Quest’anno un pensiero particolare va a tutte le donne e gli uomini che, in questi mesi difficili per la nostra società, si sono contraddistinti sempre in prima linea in un impegno costante e diversificato per contenere e contrastare la diffusione del Covid-19. In continuità ideale con i principi e i valori che ispirarono i soldati del passato, di cui il nostro territorio ne è tangibile testimonianza con le Dolomiti e il Piave, anche gli alpini in armi bellunesi hanno operato con quotidiana abnegazione.

Chiamati in supporto alle strutture ospedaliere locali con l’impiego dei propri medici e infermieri, oltre ai presidi sanitari e l’allestimento degli ospedali da campo.

Rispondendo alle richieste pervenute dalle Prefetture di vari comuni, l’Esercito ha messo a disposizione il proprio personale per il controllo del territorio e l’applicazione delle misure di contrasto e contenimento dell’epidemia con i nuclei degli operatori nbc – personale specializzato chiamato ad intervenire in situazioni di fondato pericolo di contagio da sostanze nucleari, biologiche e chimiche – nelle strutture scolastiche e pubbliche.

Abbiamo ancora vive le impressionanti e drammatiche immagini dei camion incolonnati per le vie di Bergamo che nella sera del 18 marzo 2020 hanno attraversato la città trasportando i feretri delle vittime del virus. Il loro compito non si è fermato qua; con l’arrivo delle prime dosi di vaccino – operazione “Eos” – i militari hanno garantito il presidio al hub intermodale di Pratica di Mare dal rischio di furti e possibili atti ostili, garantendo successivamente anche il trasporto delle fiale ai punti di distribuzione allestiti sul territorio nazionale, grazie ai propri vettori.

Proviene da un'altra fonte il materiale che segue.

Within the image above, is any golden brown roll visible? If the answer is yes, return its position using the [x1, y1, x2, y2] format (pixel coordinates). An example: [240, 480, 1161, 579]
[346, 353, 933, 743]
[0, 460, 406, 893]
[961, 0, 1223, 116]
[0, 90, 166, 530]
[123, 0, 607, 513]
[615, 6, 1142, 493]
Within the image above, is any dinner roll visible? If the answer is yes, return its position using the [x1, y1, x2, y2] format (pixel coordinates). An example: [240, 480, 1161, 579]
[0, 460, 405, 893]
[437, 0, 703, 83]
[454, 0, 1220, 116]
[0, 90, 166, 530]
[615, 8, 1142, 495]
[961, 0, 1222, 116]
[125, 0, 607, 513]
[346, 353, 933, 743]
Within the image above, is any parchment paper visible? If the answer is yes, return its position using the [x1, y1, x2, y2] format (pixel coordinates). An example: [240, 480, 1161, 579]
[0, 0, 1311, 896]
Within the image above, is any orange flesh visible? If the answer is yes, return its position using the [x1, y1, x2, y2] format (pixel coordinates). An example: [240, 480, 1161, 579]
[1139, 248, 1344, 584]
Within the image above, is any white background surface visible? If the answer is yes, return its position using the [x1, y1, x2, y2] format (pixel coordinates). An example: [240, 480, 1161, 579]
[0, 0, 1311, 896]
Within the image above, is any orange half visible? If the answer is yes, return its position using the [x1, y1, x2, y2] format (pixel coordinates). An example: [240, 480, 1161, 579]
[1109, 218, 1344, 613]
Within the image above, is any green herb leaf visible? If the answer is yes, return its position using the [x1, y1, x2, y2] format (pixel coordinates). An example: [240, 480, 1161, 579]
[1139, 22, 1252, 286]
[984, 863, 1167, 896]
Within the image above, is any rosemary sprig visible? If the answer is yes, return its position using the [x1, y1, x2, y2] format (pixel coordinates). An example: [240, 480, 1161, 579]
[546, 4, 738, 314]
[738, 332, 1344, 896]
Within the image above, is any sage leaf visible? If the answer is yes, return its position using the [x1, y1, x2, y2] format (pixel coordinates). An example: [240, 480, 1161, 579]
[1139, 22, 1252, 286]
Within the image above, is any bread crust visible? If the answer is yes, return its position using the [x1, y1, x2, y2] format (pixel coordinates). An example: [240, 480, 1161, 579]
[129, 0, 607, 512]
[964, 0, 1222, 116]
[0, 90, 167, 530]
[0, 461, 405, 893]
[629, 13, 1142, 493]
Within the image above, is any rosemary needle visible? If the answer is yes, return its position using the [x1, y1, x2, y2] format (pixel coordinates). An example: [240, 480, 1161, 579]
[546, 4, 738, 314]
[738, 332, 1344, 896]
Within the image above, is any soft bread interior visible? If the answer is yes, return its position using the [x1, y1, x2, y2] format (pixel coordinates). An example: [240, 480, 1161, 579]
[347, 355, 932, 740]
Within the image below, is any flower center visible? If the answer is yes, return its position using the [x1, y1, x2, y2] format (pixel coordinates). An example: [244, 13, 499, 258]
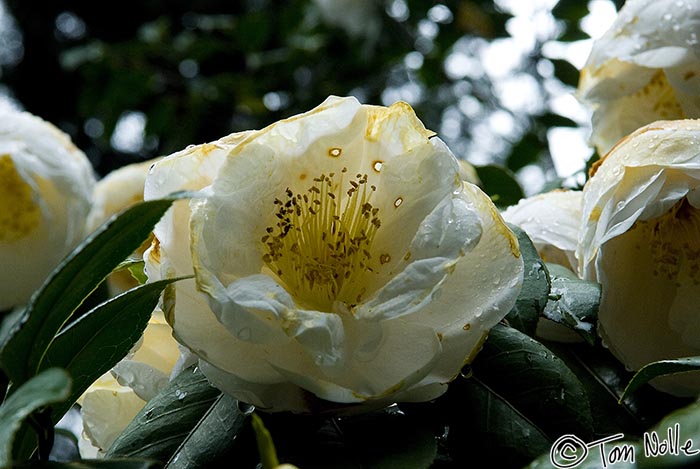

Un impiego a favore della sicurezza pubblica, che si è aggiunto alla già avviata operazione Strade Sicure garantendo una presenza capillare sul territorio nazionale contribuendo fattivamente alla realizzazione di un ambiente più sicuro con grande sforzo umano e tecnico.

Riteniamo l’Esercito Italiano una risorsa per questo paese di cui non si può fare a meno, ma non solo, della professionalità dei nostri soldati ne vanno a beneficiare anche stati al di fuori dei confini europei dove ancora i processi di pace sono fragili o le formazioni di governi stabili e democratici rimangono ancora in fase di decollo.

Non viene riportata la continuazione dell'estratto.